Here’s the idea: Use the Flickr API to find photos matching each of the words in the Bible. Then download the photos for each word and layer them on top of each other to produce a composite image for word. Once you do that, layer the important words from each verse on top of each other to produce a composite image for each verse.

Then put all the verses together in sequence to create the orangeish image you see above. About 300,000 images comprising 13,000 words make up the image. Each verse occupies about six pixels.

Technical Background

For layering the photos, I wanted the brightest (most-saturated) colors possible; I used a simple formula. It finds the difference between the brightest and darkest channels in a particular pixel. The brighter colors will tend have bigger differences.

function weight_pixel($pixel)
$rgb = array(( $pixel >> 16 ) & 0xFF, ( $pixel >> 8 ) & 0xFF, $pixel & 0xFF);
sort($rgb, SORT_NUMERIC);
return $rgb[2] - $rgb[0];

This formula differs from the usual conversion formula from RGB to HSL. I didn’t like the results of the RGB-HSL formula as much; the images were slightly darker.

Then I placed the darkest pixels on the bottom layer of the composite image, layering brighter (but about 50% transparent) pixels on top. The results for each word resemble abstract art:

11 (11) begrudge (begrudge) liquid (liquid) sharp (sharp) waterfalls (waterfalls)

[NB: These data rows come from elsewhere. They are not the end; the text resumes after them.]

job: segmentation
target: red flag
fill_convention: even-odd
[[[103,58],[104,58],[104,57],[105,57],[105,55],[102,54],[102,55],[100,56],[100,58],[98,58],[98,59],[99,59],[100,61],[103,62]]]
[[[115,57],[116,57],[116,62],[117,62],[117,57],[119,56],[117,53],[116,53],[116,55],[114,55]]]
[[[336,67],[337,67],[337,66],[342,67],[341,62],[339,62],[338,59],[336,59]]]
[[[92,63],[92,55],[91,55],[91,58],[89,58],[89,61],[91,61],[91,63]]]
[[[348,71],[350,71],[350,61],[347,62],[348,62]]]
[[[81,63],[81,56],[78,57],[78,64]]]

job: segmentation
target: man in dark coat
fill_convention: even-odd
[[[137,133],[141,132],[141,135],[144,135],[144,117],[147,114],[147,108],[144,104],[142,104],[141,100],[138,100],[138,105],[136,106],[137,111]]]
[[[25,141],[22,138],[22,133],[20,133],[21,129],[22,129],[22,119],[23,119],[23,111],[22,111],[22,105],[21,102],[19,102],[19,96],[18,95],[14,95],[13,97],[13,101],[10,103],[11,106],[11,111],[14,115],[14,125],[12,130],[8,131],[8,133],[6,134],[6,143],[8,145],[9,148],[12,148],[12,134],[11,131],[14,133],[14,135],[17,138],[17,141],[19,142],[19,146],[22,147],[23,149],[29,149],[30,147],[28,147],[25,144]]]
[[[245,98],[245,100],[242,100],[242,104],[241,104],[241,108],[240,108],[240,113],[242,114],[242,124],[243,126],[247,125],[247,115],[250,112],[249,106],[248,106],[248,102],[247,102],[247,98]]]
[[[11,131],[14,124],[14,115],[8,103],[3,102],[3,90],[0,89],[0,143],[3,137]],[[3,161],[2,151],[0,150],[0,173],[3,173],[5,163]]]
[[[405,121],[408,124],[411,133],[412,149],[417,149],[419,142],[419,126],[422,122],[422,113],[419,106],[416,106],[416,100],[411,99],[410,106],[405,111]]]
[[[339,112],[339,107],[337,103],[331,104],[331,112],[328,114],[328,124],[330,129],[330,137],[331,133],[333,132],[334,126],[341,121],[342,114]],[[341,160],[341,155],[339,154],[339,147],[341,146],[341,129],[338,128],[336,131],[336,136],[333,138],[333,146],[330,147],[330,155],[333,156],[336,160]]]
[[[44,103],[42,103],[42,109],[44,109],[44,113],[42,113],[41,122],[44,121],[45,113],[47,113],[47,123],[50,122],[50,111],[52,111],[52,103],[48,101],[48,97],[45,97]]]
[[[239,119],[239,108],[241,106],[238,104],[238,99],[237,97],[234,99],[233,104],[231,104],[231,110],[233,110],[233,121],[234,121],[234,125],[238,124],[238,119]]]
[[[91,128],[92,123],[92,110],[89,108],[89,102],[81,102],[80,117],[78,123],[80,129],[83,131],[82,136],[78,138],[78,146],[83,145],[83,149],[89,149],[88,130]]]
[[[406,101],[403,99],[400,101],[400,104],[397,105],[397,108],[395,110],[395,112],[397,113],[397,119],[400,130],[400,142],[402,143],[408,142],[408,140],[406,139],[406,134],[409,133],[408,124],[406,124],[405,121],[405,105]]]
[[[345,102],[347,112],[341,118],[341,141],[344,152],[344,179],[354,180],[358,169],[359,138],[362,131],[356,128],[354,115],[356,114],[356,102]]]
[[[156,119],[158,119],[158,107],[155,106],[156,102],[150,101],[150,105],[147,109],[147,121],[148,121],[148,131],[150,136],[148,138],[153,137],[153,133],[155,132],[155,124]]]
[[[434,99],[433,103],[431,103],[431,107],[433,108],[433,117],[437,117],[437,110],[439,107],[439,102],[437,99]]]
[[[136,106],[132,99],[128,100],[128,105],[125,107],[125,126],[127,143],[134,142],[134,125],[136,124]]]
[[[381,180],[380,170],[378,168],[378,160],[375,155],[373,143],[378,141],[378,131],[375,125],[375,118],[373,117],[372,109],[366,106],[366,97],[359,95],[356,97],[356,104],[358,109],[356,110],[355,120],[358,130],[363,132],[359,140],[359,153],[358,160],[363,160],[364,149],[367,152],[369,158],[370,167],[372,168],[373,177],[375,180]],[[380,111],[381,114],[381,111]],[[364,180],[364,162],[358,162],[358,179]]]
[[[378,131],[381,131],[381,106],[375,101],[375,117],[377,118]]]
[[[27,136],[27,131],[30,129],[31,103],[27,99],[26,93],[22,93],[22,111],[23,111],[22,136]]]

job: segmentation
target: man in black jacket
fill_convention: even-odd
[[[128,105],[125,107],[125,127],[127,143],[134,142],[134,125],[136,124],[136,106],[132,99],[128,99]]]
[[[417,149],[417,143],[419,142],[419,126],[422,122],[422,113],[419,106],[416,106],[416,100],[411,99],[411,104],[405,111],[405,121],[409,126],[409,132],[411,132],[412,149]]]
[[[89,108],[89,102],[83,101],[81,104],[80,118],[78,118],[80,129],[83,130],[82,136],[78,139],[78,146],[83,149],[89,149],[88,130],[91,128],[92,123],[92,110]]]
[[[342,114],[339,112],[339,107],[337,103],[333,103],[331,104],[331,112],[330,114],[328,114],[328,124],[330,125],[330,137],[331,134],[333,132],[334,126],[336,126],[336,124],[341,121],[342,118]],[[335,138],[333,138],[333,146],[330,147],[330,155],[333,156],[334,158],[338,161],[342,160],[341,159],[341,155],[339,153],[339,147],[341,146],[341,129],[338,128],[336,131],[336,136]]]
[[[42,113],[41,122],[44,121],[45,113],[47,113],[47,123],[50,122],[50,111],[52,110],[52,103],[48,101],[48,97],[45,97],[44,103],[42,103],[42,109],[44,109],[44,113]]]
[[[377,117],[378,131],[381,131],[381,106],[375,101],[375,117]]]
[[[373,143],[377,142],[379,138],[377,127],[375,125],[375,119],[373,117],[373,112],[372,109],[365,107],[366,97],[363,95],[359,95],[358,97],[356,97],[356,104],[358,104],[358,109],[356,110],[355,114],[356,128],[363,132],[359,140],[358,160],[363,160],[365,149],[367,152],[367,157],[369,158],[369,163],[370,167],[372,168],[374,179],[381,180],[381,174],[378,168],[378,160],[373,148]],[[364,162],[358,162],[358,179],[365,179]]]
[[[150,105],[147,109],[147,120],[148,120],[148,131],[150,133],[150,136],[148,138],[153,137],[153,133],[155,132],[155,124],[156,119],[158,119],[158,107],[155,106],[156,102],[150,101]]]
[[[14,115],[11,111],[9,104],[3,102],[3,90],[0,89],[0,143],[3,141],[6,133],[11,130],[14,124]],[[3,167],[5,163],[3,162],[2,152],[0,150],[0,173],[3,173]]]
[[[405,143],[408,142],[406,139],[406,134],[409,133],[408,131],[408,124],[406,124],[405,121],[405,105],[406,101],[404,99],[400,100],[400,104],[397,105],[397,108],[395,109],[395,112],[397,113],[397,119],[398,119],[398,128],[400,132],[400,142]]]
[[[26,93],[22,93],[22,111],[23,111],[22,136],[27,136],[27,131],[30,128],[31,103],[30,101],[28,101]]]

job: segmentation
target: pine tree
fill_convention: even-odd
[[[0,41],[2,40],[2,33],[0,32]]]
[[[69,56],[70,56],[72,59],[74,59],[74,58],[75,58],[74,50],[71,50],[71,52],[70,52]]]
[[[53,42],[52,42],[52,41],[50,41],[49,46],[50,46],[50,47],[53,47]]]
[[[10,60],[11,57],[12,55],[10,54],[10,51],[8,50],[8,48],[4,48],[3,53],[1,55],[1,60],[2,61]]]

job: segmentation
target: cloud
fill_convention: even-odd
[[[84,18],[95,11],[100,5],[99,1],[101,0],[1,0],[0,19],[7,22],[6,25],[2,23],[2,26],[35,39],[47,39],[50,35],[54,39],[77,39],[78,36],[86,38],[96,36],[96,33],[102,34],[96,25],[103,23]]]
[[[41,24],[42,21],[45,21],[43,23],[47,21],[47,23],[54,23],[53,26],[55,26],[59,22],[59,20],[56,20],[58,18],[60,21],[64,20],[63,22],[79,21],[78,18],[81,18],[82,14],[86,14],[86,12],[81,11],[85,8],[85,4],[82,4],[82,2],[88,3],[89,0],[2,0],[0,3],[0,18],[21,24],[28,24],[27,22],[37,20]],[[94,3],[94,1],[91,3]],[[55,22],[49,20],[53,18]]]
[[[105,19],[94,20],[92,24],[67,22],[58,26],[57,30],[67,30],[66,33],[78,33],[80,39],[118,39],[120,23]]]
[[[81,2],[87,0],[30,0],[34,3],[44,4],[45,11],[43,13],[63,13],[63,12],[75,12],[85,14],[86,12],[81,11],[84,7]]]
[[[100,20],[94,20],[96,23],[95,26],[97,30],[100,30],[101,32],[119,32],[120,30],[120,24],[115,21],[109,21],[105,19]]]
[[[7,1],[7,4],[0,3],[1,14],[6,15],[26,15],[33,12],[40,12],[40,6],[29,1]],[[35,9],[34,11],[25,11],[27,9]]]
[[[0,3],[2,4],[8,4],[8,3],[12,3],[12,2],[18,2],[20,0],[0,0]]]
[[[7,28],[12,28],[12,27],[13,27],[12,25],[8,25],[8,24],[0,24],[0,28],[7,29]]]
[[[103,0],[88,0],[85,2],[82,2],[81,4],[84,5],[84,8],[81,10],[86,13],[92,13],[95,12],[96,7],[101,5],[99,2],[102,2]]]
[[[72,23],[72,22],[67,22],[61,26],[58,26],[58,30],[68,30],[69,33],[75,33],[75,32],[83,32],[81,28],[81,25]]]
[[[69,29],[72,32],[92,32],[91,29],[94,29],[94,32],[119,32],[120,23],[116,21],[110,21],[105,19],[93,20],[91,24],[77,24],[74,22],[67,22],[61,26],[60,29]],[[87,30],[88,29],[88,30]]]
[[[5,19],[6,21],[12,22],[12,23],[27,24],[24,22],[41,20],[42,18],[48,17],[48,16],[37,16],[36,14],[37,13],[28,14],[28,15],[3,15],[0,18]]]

I did a similar procedure to produce verse composites, layering the important words from each verse on top of each other. The results are generally less spectacular (in my opinion) than the word composites, as many of the verses look like each other. I’d like to explore other compositing algorithms to try to differentiate the verses more. (Feel free to leave a comment if you have any suggestions for an algorithm!)

Gen 1:2 (Gen 1:2) Josh 3:10 (Josh 3:10) Matt 5:4 (Matt 5:4)

The hardest part was the waiting. It took a long time to download the 300,000 images, and nearly as long to process them all. Plus, it takes a while to upload half a gigabyte of data after processing the images.

The verses composites omit images for about 200 common words (as listed in the Crossway Comprehensive Concordance of the ESV). I didn’t want common words to overwhelm the important ones.

From a coding standpoint, this project let me try out the jQuery Javascript library, which I’ve been wanting to do for some time.

Future Directions

Well, the result is awfully orange. As I said above, I would’ve liked to see some more differentiation. (I tried a few different formulas but didn’t come up with anything that works much better.) You can see some bands that are more orange than others, but I’m not sure how significant they are.

It would be interesting to try to calculate cross-references based on the similarity of the verse composites—are verses that look alike actually similar?

Any work of literature would lend itself to this kind of project. Project Gutenberg has lots of public-domain e-texts available. It would be interesting to compare the composite footprint of, say, Moby Dick to the Bible’s.


The inspiration for this project comes from the 80 Million Tiny Images project by Antonio Torralba, Rob Fergus, and William T. Freeman at MIT. They created a map of nouns in the English language by downloading images from search engines, combining the images, and then arranging them into a graphic based on the words’ semantic distance from each other. Fascinating stuff. Via ReadWriteWeb.